Пример #1
0
def train(output_model_dir: str, input_model_path: Optional[str] = None, tb_path: str = None,
          nuscenes_version: str = 'v1.0-mini', data_path: str = "data/v1.0-mini", n_scenes: int = None,
          learning_rate: int = 1e-4, n_dumps_per_epoch: int = 10, n_loader_workers: int = 4, batch_size: int = 12,
          n_epochs: int = 50, device_id: List[int] = None) -> None:
    """
    Train model, log training statistics if tb_path is specified.
    :param output_model_dir: path to directory to save model weights to
    :param input_model_path: path to model weights.
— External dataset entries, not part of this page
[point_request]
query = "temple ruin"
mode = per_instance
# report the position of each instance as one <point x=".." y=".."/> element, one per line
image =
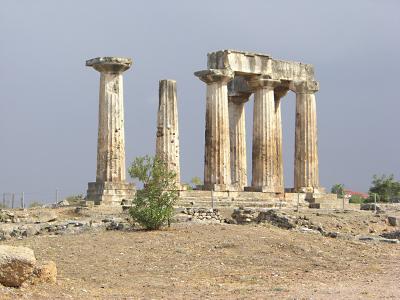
<point x="231" y="78"/>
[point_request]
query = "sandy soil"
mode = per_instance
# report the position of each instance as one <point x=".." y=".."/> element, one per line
<point x="194" y="261"/>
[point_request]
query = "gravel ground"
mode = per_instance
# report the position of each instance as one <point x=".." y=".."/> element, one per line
<point x="217" y="261"/>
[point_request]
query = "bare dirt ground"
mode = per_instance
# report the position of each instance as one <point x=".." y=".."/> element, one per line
<point x="220" y="261"/>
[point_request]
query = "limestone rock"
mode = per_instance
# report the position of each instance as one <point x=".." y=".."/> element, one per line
<point x="394" y="221"/>
<point x="370" y="206"/>
<point x="44" y="216"/>
<point x="16" y="265"/>
<point x="276" y="218"/>
<point x="45" y="272"/>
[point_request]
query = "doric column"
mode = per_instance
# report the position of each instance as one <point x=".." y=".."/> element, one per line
<point x="279" y="92"/>
<point x="306" y="175"/>
<point x="167" y="144"/>
<point x="237" y="136"/>
<point x="217" y="169"/>
<point x="265" y="163"/>
<point x="110" y="186"/>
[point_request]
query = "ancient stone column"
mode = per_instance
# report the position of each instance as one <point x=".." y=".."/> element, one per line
<point x="237" y="136"/>
<point x="217" y="169"/>
<point x="306" y="174"/>
<point x="238" y="95"/>
<point x="167" y="144"/>
<point x="110" y="186"/>
<point x="265" y="162"/>
<point x="279" y="92"/>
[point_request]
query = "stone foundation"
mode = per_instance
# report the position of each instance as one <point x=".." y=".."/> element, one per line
<point x="215" y="199"/>
<point x="110" y="193"/>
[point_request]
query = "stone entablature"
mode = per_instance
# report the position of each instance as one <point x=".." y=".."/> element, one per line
<point x="248" y="63"/>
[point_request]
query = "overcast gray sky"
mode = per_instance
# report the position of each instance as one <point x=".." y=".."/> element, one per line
<point x="49" y="99"/>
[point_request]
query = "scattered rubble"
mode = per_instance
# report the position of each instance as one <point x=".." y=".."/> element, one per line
<point x="16" y="265"/>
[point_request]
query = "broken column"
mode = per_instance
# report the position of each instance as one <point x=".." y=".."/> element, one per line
<point x="167" y="144"/>
<point x="110" y="187"/>
<point x="279" y="92"/>
<point x="306" y="174"/>
<point x="217" y="169"/>
<point x="265" y="162"/>
<point x="238" y="95"/>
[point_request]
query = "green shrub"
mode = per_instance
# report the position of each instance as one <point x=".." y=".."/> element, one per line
<point x="35" y="204"/>
<point x="356" y="199"/>
<point x="196" y="181"/>
<point x="153" y="205"/>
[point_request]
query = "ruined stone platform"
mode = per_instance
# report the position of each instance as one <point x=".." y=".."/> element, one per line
<point x="201" y="198"/>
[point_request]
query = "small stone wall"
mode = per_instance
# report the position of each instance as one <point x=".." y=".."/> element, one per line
<point x="203" y="214"/>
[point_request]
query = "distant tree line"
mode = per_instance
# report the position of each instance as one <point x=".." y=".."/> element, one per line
<point x="384" y="187"/>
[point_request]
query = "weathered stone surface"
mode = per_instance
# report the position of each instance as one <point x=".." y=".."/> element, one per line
<point x="111" y="137"/>
<point x="370" y="206"/>
<point x="45" y="272"/>
<point x="270" y="80"/>
<point x="249" y="63"/>
<point x="217" y="169"/>
<point x="167" y="143"/>
<point x="392" y="235"/>
<point x="16" y="265"/>
<point x="279" y="93"/>
<point x="306" y="172"/>
<point x="265" y="163"/>
<point x="394" y="221"/>
<point x="237" y="134"/>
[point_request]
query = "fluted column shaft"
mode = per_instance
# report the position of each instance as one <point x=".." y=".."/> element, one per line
<point x="167" y="143"/>
<point x="265" y="163"/>
<point x="237" y="136"/>
<point x="306" y="173"/>
<point x="279" y="92"/>
<point x="111" y="137"/>
<point x="110" y="187"/>
<point x="217" y="169"/>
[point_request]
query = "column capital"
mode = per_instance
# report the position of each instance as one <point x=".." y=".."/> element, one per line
<point x="304" y="87"/>
<point x="262" y="82"/>
<point x="109" y="64"/>
<point x="280" y="91"/>
<point x="215" y="75"/>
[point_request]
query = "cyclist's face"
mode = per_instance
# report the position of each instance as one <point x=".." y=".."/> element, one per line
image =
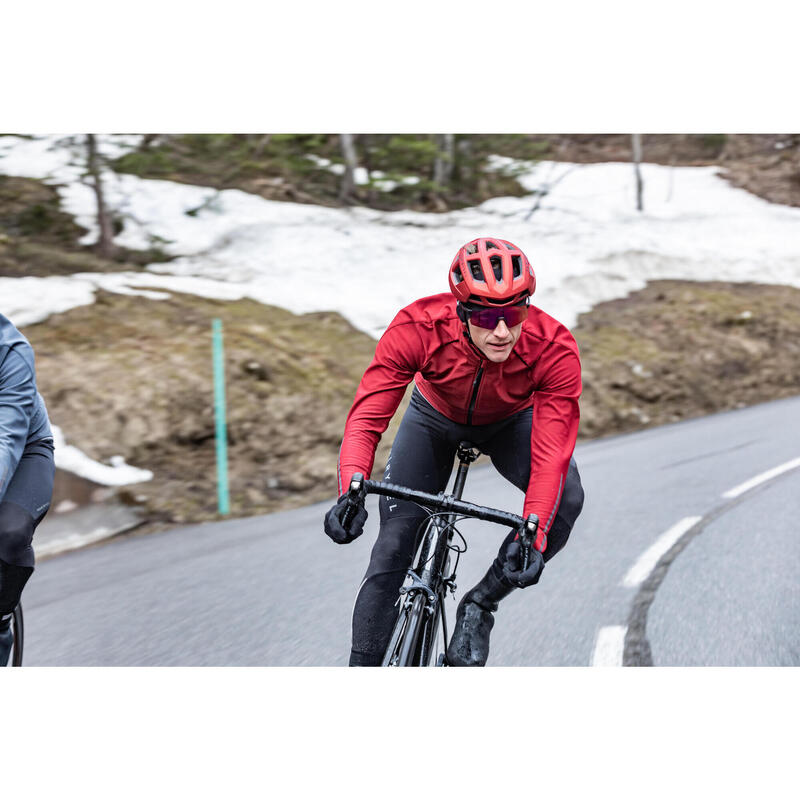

If None, create new model
    :param tb_path: name of the folder for tensorboard data to be store in
    :param nuscenes_version: version of the dataset
    :param data_path: relative path to data folder
    :param n_scenes: number of scenes in dataset
    :param learning_rate: learning rate for Adam
    :param n_dumps_per_epoch: how many times per epoch to dump images to tensorboard (not implemented yet)
    :param n_loader_workers: number of CPU workers for data loader processing
    :param batch_size: batch size
    :param n_epochs: total number of epochs to train the model
    :param device_id: list of gpu device ids to use, e.g [0, 1]
    """
    # create path for model save
    os.makedirs(output_model_dir, exist_ok=True)

    # set up computing device for pytorch
    if torch.cuda.is_available():
        if device_id is None:
            device_id = [0]
        if max(device_id) < torch.cuda.device_count():
            # device_id/s all exist on machine,
            # device is set as a root device
            device = torch.device(f'cuda:{device_id[0]}')
        else:
            # device_id is out of range, setting to defaults cuda:0
            print('Warning: specified number of gpu device_id is larger than available, using cuda:0.')
            device = torch.device('cuda:0')
        print('Using device: GPU\n')
    else:
        device = torch.device('cpu')
        print('Using device: CPU\n')

    date = datetime.datetime.now().strftime('%b-%d-%Y-%H:%M:%S')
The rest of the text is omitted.